NYC Bike-Sharing Program to Start with 10,000 Bikes! −

NYC Bike-Sharing Program to Start with 10,000 Bikes!

  • Published on September 21st, 2011 by

nyc biker

I have written about New York City’s planned bike-sharing program a couple times here on EcoLocalizer, and have written about bike-sharing programs in Paris, China, Barcelona, London (a couple times), Chicago, D.C. (sister site Ecopreneurist has as well — linking to that piece), Boston, and my current city of Wroclaw (twice). I’m a fan. But I’ve got one problem with many attempts at bike-sharing — the programs start too small. Well, NYC is not disappointing me. It’s starting with 10,000 bikes at 600 stations, comparable to Paris (probably the most successful and certainly the biggest program in the world, which started with 10,000 bikes at 750 stations).

There was indication even last year that NYC’s program was going to be big (first link above), but I was still hesitant to jump for joy, waiting for some more official news and progress — I know how these things can get killed. The news has come. More from Streetsblog:

New York City has selected Alta Bike Share to run its public bike-share system, under an arrangement that promises to make bicycling an integral new transit option for hundreds of thousands of New Yorkers.
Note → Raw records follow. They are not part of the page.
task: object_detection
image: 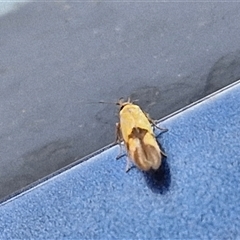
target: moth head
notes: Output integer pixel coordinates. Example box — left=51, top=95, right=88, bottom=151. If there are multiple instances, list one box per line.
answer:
left=116, top=97, right=132, bottom=111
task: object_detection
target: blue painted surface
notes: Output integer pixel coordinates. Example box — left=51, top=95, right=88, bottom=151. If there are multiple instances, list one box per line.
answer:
left=0, top=83, right=240, bottom=239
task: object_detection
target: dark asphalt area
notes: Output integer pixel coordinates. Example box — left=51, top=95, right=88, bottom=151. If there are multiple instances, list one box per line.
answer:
left=1, top=2, right=240, bottom=200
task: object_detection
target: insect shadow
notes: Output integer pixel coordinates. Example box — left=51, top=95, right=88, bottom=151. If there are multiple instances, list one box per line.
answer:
left=142, top=130, right=171, bottom=194
left=142, top=156, right=171, bottom=194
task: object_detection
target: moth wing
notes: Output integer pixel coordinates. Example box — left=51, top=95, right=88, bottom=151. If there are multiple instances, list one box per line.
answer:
left=119, top=104, right=153, bottom=142
left=127, top=137, right=152, bottom=171
left=142, top=131, right=161, bottom=170
left=128, top=127, right=161, bottom=171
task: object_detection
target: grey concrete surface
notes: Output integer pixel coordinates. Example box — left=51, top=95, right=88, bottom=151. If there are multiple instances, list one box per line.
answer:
left=1, top=2, right=240, bottom=200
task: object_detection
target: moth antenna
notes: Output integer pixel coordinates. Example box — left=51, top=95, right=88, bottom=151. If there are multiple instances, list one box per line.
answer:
left=132, top=99, right=139, bottom=103
left=117, top=97, right=125, bottom=106
left=98, top=100, right=116, bottom=104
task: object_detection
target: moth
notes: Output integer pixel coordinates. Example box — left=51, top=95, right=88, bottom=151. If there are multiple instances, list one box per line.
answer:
left=115, top=98, right=166, bottom=172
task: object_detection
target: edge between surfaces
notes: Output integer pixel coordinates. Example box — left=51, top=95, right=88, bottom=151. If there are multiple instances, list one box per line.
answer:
left=1, top=79, right=240, bottom=205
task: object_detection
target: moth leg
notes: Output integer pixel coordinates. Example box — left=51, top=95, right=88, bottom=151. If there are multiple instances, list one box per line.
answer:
left=116, top=143, right=126, bottom=160
left=160, top=148, right=167, bottom=157
left=115, top=123, right=126, bottom=160
left=156, top=141, right=167, bottom=157
left=155, top=129, right=168, bottom=139
left=115, top=122, right=122, bottom=143
left=144, top=112, right=168, bottom=132
left=125, top=158, right=135, bottom=172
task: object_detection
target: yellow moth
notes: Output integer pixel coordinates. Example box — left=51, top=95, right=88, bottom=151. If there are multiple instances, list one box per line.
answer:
left=116, top=98, right=166, bottom=172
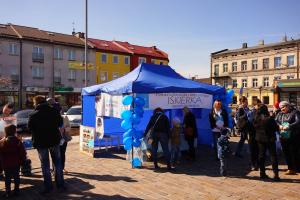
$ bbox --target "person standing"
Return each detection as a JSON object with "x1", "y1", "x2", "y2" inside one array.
[
  {"x1": 28, "y1": 95, "x2": 65, "y2": 194},
  {"x1": 170, "y1": 118, "x2": 181, "y2": 166},
  {"x1": 209, "y1": 99, "x2": 228, "y2": 160},
  {"x1": 0, "y1": 124, "x2": 26, "y2": 198},
  {"x1": 183, "y1": 106, "x2": 198, "y2": 161},
  {"x1": 253, "y1": 104, "x2": 280, "y2": 181},
  {"x1": 275, "y1": 101, "x2": 300, "y2": 175},
  {"x1": 145, "y1": 107, "x2": 171, "y2": 170}
]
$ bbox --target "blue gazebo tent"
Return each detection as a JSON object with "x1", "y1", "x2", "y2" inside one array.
[{"x1": 82, "y1": 63, "x2": 225, "y2": 146}]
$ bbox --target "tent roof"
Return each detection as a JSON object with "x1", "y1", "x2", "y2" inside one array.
[{"x1": 82, "y1": 63, "x2": 225, "y2": 96}]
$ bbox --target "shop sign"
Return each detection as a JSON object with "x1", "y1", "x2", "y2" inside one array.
[
  {"x1": 68, "y1": 61, "x2": 94, "y2": 70},
  {"x1": 277, "y1": 80, "x2": 300, "y2": 88},
  {"x1": 0, "y1": 86, "x2": 19, "y2": 92},
  {"x1": 54, "y1": 87, "x2": 74, "y2": 92},
  {"x1": 26, "y1": 87, "x2": 50, "y2": 93}
]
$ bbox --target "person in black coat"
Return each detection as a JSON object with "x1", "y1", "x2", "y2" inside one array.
[
  {"x1": 145, "y1": 107, "x2": 171, "y2": 170},
  {"x1": 28, "y1": 95, "x2": 65, "y2": 194},
  {"x1": 183, "y1": 106, "x2": 198, "y2": 160},
  {"x1": 253, "y1": 104, "x2": 280, "y2": 181},
  {"x1": 209, "y1": 99, "x2": 228, "y2": 160}
]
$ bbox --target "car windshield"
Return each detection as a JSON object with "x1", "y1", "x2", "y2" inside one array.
[
  {"x1": 15, "y1": 110, "x2": 33, "y2": 118},
  {"x1": 66, "y1": 107, "x2": 81, "y2": 115}
]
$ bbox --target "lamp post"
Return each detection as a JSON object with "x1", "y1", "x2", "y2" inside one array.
[
  {"x1": 259, "y1": 86, "x2": 262, "y2": 100},
  {"x1": 84, "y1": 0, "x2": 88, "y2": 87}
]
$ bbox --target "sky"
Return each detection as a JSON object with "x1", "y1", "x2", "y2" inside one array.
[{"x1": 1, "y1": 0, "x2": 300, "y2": 78}]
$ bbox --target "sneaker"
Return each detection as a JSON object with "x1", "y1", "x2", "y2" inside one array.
[{"x1": 284, "y1": 170, "x2": 297, "y2": 175}]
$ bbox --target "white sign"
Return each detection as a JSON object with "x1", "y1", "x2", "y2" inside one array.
[
  {"x1": 95, "y1": 93, "x2": 128, "y2": 118},
  {"x1": 148, "y1": 93, "x2": 212, "y2": 109},
  {"x1": 95, "y1": 117, "x2": 104, "y2": 139}
]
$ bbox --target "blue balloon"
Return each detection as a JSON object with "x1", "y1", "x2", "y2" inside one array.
[
  {"x1": 132, "y1": 138, "x2": 141, "y2": 147},
  {"x1": 124, "y1": 140, "x2": 132, "y2": 150},
  {"x1": 134, "y1": 107, "x2": 144, "y2": 117},
  {"x1": 121, "y1": 119, "x2": 132, "y2": 130},
  {"x1": 121, "y1": 110, "x2": 132, "y2": 119},
  {"x1": 134, "y1": 97, "x2": 145, "y2": 107},
  {"x1": 122, "y1": 95, "x2": 133, "y2": 106},
  {"x1": 123, "y1": 128, "x2": 135, "y2": 139},
  {"x1": 227, "y1": 89, "x2": 235, "y2": 97},
  {"x1": 132, "y1": 158, "x2": 142, "y2": 167},
  {"x1": 123, "y1": 136, "x2": 132, "y2": 144},
  {"x1": 133, "y1": 130, "x2": 144, "y2": 139},
  {"x1": 132, "y1": 114, "x2": 141, "y2": 125}
]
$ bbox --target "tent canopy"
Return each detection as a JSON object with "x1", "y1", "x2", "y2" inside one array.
[{"x1": 82, "y1": 63, "x2": 225, "y2": 96}]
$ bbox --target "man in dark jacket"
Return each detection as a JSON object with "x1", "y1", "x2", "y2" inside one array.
[
  {"x1": 183, "y1": 106, "x2": 198, "y2": 161},
  {"x1": 253, "y1": 104, "x2": 280, "y2": 181},
  {"x1": 28, "y1": 95, "x2": 64, "y2": 194},
  {"x1": 145, "y1": 107, "x2": 171, "y2": 170}
]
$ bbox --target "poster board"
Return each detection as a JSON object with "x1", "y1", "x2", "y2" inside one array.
[
  {"x1": 79, "y1": 125, "x2": 96, "y2": 156},
  {"x1": 0, "y1": 115, "x2": 17, "y2": 139}
]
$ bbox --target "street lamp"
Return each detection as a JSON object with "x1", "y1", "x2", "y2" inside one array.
[{"x1": 84, "y1": 0, "x2": 88, "y2": 87}]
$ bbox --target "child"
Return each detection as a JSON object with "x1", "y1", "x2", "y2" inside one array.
[
  {"x1": 170, "y1": 118, "x2": 181, "y2": 166},
  {"x1": 0, "y1": 124, "x2": 26, "y2": 198},
  {"x1": 217, "y1": 128, "x2": 230, "y2": 176}
]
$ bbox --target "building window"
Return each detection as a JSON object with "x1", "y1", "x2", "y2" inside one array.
[
  {"x1": 252, "y1": 78, "x2": 258, "y2": 87},
  {"x1": 138, "y1": 57, "x2": 146, "y2": 65},
  {"x1": 263, "y1": 77, "x2": 269, "y2": 87},
  {"x1": 68, "y1": 50, "x2": 76, "y2": 61},
  {"x1": 274, "y1": 57, "x2": 281, "y2": 68},
  {"x1": 232, "y1": 79, "x2": 237, "y2": 88},
  {"x1": 32, "y1": 66, "x2": 44, "y2": 78},
  {"x1": 242, "y1": 79, "x2": 247, "y2": 88},
  {"x1": 232, "y1": 62, "x2": 237, "y2": 72},
  {"x1": 252, "y1": 96, "x2": 258, "y2": 105},
  {"x1": 100, "y1": 71, "x2": 108, "y2": 82},
  {"x1": 54, "y1": 69, "x2": 61, "y2": 83},
  {"x1": 214, "y1": 64, "x2": 219, "y2": 76},
  {"x1": 223, "y1": 63, "x2": 228, "y2": 73},
  {"x1": 32, "y1": 46, "x2": 44, "y2": 62},
  {"x1": 9, "y1": 43, "x2": 18, "y2": 55},
  {"x1": 287, "y1": 55, "x2": 294, "y2": 67},
  {"x1": 263, "y1": 96, "x2": 269, "y2": 105},
  {"x1": 241, "y1": 61, "x2": 247, "y2": 71},
  {"x1": 101, "y1": 54, "x2": 107, "y2": 64},
  {"x1": 287, "y1": 75, "x2": 295, "y2": 80},
  {"x1": 151, "y1": 59, "x2": 156, "y2": 64},
  {"x1": 263, "y1": 58, "x2": 269, "y2": 69},
  {"x1": 112, "y1": 55, "x2": 119, "y2": 64},
  {"x1": 223, "y1": 80, "x2": 228, "y2": 88},
  {"x1": 252, "y1": 60, "x2": 258, "y2": 70},
  {"x1": 112, "y1": 72, "x2": 119, "y2": 80},
  {"x1": 68, "y1": 69, "x2": 76, "y2": 80},
  {"x1": 54, "y1": 48, "x2": 63, "y2": 59},
  {"x1": 124, "y1": 56, "x2": 130, "y2": 65},
  {"x1": 274, "y1": 76, "x2": 281, "y2": 81}
]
The Public Bike System Company, which supplies systems in London, Washington, Boston, and Montreal, will produce the bikes and kiosks.

The winning bid features the hallmarks of the world’s best bike-share systems — there will be many bikes and many stations, spaced closely together so that any kiosk is a short walk from the user’s destination.

…some key factoids:

  • Within the service area, which will stretch from the Upper West Side and Upper East Side to Bed Stuy and Greenpoint, New Yorkers will have access to 10,000 public bikes at about 600 stations.
  • Annual memberships will cost under $100. Members will be able to make trips of up to 30 minutes at no charge.
  • The stations will be sited with input from local communities, and the City Council will hold hearings on the program.
  • The system must operate without public subsidy.

Score! Congrats NYC! If installations in Paris and Barcelona and other cities are any indication, this will be a hit immediately and will (slightly) transform New York City for the better.